Stilistisch ist Martins ein Outlaw, von geradezu verbotener Leidenschaftlichkeit. Sein Bach ist romantisch wie Chopin und frivol wie Samba. Für ihn ist Bach alles, er ist fromm und leidenschaftlich und Zwölftonmusik wie diese letzte Fuge im ersten Buch des »Wohltemperierten Klaviers«. »Wenn ich Bach spiele, will ich, dass es der Fabrikarbeiter mag, und der Purist soll sagen: ›Es ist falsch, aber schön.‹« Und es ist schön.

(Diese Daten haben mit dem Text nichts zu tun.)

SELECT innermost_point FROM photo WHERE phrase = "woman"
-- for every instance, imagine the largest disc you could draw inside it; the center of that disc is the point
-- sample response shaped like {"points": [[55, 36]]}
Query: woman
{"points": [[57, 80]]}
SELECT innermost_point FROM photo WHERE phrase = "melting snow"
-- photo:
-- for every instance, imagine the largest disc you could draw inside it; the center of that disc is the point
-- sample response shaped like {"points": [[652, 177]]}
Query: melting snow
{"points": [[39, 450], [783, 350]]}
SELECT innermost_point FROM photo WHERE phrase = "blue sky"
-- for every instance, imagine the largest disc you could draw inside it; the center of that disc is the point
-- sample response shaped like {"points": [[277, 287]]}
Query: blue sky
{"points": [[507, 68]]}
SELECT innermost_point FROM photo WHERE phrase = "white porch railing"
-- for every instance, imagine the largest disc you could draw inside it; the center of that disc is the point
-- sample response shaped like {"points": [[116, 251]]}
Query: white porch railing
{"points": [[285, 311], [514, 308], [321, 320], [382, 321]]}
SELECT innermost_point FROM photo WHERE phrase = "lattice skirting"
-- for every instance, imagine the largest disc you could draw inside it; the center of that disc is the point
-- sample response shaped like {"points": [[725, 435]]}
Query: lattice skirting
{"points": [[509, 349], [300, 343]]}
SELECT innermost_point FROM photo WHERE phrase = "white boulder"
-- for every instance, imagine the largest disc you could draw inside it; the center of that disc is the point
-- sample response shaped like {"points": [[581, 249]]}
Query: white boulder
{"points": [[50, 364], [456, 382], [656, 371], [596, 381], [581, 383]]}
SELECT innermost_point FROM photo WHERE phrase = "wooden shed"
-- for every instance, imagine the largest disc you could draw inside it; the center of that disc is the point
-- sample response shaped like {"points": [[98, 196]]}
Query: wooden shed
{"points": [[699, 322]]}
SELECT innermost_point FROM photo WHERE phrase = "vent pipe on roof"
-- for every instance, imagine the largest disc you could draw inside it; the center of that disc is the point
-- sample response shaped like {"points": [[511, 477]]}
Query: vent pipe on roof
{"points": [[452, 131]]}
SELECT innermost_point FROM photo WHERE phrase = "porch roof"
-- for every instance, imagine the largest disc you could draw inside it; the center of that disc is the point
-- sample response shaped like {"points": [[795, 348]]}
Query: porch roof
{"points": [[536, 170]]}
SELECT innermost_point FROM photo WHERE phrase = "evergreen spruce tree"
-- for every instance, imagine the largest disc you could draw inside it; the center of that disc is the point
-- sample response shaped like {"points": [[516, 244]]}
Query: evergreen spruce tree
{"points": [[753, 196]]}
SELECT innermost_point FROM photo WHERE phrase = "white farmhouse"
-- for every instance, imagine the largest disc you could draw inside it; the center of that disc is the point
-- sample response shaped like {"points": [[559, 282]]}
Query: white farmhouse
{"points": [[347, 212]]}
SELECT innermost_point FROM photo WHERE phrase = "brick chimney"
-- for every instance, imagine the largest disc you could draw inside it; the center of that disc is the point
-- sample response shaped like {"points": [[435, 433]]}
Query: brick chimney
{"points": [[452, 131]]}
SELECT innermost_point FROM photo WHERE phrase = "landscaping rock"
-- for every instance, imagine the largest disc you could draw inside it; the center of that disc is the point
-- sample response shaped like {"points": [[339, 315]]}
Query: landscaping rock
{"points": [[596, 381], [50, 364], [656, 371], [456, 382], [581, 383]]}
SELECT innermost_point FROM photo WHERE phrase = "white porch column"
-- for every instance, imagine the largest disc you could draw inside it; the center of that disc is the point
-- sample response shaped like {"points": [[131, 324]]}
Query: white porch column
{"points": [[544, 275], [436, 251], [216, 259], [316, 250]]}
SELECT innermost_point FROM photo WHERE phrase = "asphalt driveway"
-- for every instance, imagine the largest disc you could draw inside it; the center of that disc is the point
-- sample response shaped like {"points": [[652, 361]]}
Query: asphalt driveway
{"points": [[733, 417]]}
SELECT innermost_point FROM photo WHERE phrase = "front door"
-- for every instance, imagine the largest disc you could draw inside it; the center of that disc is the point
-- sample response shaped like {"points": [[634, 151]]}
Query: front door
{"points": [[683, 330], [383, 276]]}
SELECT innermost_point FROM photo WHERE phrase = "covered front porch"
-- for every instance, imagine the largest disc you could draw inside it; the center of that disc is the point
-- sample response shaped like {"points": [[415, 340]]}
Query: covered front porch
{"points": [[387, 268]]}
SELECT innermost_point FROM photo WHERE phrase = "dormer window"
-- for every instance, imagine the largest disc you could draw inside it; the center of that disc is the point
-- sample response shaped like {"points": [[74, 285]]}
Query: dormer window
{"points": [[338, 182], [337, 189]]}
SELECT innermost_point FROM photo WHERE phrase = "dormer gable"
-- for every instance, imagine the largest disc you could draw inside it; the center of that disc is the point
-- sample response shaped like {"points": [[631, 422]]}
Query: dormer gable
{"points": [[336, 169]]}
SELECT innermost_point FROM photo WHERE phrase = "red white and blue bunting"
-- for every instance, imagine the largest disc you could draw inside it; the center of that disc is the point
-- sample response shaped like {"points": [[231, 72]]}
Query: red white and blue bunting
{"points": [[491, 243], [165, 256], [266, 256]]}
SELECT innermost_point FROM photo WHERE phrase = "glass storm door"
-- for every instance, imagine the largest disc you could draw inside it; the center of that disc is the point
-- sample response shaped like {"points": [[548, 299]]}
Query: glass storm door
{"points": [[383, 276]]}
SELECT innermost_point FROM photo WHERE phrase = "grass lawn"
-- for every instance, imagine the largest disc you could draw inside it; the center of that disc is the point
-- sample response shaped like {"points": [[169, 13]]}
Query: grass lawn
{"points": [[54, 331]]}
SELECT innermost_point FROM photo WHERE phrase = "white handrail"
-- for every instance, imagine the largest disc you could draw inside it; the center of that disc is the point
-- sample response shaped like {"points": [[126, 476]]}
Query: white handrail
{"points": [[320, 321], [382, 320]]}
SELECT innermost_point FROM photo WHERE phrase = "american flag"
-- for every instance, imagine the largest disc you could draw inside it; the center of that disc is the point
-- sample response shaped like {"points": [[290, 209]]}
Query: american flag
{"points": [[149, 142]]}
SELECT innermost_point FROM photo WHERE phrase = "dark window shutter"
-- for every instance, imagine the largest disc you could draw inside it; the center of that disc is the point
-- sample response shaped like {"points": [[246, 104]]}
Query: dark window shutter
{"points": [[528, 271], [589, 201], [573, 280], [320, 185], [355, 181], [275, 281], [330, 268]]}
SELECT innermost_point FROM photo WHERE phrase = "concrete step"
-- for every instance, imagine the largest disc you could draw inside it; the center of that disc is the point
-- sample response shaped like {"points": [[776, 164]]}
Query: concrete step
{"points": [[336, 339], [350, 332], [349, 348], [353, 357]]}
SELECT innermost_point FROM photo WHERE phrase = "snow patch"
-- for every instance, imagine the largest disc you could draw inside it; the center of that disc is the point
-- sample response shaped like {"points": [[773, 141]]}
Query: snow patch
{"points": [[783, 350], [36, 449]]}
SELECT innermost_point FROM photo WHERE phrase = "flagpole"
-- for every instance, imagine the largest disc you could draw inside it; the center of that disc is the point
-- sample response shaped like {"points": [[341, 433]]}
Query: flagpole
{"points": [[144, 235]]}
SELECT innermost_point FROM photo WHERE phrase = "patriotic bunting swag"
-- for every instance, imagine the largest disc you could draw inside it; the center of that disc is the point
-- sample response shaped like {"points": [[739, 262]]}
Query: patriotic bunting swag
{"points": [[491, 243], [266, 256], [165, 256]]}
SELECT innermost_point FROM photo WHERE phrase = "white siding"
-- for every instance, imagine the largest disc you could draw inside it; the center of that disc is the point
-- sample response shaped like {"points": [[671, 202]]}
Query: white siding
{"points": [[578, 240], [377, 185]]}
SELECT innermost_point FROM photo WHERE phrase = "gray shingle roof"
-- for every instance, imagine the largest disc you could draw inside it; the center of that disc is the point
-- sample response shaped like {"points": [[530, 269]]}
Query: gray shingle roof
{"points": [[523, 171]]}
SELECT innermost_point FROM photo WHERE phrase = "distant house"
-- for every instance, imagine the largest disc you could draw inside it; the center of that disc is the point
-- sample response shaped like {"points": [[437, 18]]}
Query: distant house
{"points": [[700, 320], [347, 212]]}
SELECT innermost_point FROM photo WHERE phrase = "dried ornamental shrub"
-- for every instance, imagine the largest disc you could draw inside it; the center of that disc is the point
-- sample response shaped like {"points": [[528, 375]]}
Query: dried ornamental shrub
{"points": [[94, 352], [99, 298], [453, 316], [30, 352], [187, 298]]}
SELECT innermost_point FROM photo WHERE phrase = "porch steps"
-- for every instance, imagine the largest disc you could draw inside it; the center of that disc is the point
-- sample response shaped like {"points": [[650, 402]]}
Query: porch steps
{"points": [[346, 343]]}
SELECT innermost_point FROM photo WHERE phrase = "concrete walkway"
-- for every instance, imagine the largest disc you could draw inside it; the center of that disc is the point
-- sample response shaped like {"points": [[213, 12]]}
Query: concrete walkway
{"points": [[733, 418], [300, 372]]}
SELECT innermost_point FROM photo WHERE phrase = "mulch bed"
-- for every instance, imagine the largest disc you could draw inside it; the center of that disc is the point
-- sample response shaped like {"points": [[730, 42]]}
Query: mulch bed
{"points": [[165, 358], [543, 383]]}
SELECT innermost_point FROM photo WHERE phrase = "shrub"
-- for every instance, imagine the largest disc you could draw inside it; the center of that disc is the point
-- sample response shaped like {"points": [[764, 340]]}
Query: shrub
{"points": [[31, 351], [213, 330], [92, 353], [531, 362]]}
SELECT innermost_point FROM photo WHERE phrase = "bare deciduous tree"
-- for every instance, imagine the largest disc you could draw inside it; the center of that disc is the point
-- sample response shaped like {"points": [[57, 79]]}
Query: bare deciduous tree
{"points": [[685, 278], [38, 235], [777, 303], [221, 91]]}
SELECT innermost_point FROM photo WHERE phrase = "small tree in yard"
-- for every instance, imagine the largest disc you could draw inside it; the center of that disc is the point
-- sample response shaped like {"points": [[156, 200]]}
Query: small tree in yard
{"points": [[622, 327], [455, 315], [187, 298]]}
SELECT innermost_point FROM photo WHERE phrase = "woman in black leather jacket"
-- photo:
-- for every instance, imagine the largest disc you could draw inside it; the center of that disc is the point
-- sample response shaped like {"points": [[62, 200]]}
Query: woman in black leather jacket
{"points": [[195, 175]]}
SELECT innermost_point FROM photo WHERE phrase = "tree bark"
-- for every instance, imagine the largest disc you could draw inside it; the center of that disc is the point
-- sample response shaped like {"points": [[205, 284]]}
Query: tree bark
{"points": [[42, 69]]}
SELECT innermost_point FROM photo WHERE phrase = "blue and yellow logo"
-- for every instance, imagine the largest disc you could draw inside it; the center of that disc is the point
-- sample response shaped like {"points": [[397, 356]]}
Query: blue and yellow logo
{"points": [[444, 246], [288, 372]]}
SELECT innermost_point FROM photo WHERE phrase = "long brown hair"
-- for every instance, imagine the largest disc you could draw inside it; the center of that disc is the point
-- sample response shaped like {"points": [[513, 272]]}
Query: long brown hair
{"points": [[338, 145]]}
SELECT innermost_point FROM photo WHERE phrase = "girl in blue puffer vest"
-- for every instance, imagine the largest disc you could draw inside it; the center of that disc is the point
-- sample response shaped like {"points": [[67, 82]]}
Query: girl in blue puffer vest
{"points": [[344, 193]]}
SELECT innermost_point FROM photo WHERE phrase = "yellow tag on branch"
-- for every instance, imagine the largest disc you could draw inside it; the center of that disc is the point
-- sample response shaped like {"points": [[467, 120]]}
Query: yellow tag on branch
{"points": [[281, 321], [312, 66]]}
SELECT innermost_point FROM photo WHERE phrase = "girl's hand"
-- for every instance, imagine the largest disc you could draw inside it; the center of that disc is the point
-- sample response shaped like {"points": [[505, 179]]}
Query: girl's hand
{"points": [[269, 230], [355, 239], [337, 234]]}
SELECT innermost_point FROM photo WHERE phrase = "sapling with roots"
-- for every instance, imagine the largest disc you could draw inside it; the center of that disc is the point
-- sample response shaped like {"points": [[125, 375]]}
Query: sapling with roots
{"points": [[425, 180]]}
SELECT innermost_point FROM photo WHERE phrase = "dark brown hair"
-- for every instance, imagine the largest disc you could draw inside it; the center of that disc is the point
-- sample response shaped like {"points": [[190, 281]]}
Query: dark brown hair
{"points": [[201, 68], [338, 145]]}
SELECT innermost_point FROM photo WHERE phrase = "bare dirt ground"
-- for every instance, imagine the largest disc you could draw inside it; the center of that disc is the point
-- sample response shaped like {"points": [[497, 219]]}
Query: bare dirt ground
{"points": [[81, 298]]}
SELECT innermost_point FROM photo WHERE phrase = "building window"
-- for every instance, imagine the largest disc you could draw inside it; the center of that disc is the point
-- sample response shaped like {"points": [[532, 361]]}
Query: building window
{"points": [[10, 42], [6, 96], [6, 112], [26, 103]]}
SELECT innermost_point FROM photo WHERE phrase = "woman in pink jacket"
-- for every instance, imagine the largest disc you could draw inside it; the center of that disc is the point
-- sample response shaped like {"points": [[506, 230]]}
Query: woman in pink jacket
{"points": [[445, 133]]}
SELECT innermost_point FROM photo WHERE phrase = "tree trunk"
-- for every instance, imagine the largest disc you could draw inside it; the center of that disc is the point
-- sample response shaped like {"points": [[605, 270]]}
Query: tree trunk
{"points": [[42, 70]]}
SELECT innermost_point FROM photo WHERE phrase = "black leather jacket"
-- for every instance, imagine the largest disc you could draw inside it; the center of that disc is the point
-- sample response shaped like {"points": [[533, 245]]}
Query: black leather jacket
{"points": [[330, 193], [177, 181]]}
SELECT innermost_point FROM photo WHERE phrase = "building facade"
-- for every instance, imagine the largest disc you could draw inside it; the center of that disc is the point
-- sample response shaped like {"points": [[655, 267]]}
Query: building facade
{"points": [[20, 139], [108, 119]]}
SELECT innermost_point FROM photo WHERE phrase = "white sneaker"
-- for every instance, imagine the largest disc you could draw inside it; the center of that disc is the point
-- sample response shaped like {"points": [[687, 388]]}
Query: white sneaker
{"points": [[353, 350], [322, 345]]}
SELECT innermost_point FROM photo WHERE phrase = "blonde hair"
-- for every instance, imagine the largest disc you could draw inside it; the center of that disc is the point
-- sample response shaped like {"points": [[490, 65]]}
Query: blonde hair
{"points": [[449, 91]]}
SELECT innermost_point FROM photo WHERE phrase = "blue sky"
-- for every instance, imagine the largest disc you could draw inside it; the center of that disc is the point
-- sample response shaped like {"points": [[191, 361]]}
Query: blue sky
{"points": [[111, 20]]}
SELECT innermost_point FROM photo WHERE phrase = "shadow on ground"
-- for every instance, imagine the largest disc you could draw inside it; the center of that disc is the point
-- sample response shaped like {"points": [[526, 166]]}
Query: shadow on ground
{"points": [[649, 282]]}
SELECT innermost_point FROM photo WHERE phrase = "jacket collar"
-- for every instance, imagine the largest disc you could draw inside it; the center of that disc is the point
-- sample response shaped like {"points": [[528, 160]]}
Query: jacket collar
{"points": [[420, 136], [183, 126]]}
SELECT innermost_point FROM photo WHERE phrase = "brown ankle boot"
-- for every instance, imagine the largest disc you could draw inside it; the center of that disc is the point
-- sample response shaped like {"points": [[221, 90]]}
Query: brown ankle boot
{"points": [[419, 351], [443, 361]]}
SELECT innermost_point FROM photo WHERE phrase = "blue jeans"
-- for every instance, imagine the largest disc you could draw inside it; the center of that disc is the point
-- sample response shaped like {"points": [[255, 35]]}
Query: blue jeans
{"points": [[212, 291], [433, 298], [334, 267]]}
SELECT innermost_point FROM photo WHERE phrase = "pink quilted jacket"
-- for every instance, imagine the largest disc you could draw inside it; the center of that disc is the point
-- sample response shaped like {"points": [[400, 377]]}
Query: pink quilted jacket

In seinem Apartment hoch über São Paulos infernalischem Straßenlärm bittet Martins seine Frau Carmen, die Sarabande aus der »Fünften Französischen Suite« aufzulegen, und plötzlich erklingt eine Musik, die unermesslich traurig ist. Das ist wohl das Vertrackte an der Kunst. Man fühlt mit, und dann muss man plötzlich an die Fabriziertheit dieses Gefühls denken, und nie weiß man bei Künstlern, was ernst ist und was nur gespielt. Der Meister stützt das Gesicht in die Hände, er ist gramgebeugt, hier oben in seinem Penthouse in São Paulo,
mit dem Whirlpool auf dem Dach. Dann seufzt er: »Das hat er geschrieben nach dem Tode eines seiner Söhne.«
Man hört das zarte Piano und könnte mitheulen noch fast 300 Jahre später, so innig und wahr ist die Liebe des Vaters zu spüren, so deutlich enthält die Musik den Schmerz des Verlusts. Oder ist es nur João Carlos Martins, der es ihm eingehaucht hat? Woran mag er in diesem Moment denken? An die Kamera des Fotografen oder an den Tod seiner Eltern? Und: Geht es uns etwas an?
»Damals, als ich es eingespielt habe, ging meine zweite Ehe in die Brüche«, sagt Martins. »Die Schmerzen in der Hand hatten zugenommen.« Und vielleicht spürte er in dieser Sarabande, dass sich eine nächste Krise in seinem Leben vorbereitete, eine Art schwermütige Vorahnung seines nächsten Knockouts.
Es war Mitte der 80er Jahre, als er wieder zu Boden ging. Zunächst körperlich: Während eines Konzerts in Berlin erleidet er einen Blinddarmdurchbruch. Er bringt es dennoch zu Ende und fällt später für zwei Monate im Elisabeth-Krankenhaus ins Koma.
Doch schlimmer ist das moralische K.O., das sich in dieser Zeit anbahnt. Zuerst die Abkehr von der Bibel, von Gott und seinem klingenden Evangelisten: Martins macht Bach zur zweitrangigen Sache. Er kappt seine spirituelle Wurzel. Er gründet eine Baufirma und geht 1990 in die Politik. Man muss sich das vorstellen wie auf einem dieser katholischen Katechismusbildchen: links der schmale Weg zum Himmel und zu Bach und rechts die bequeme, breite Straße in den politischen Sumpf Brasiliens, in die Hölle. Und Martins nimmt die falsche Abzweigung.
Martins lässt sich auf den korrupten Bürgermeister-Kandidaten Maluf ein. Für ihn sammelt er Wahlkampfgelder. Der revanchiert sich später bei seinen Gönnern. Politik eben, in Brasilien und anderswo. Immerhin kann Martins beweisen, dass er sich nicht bereichert hat. »Ich hätte ins Gefängnis kommen können«, sagt er.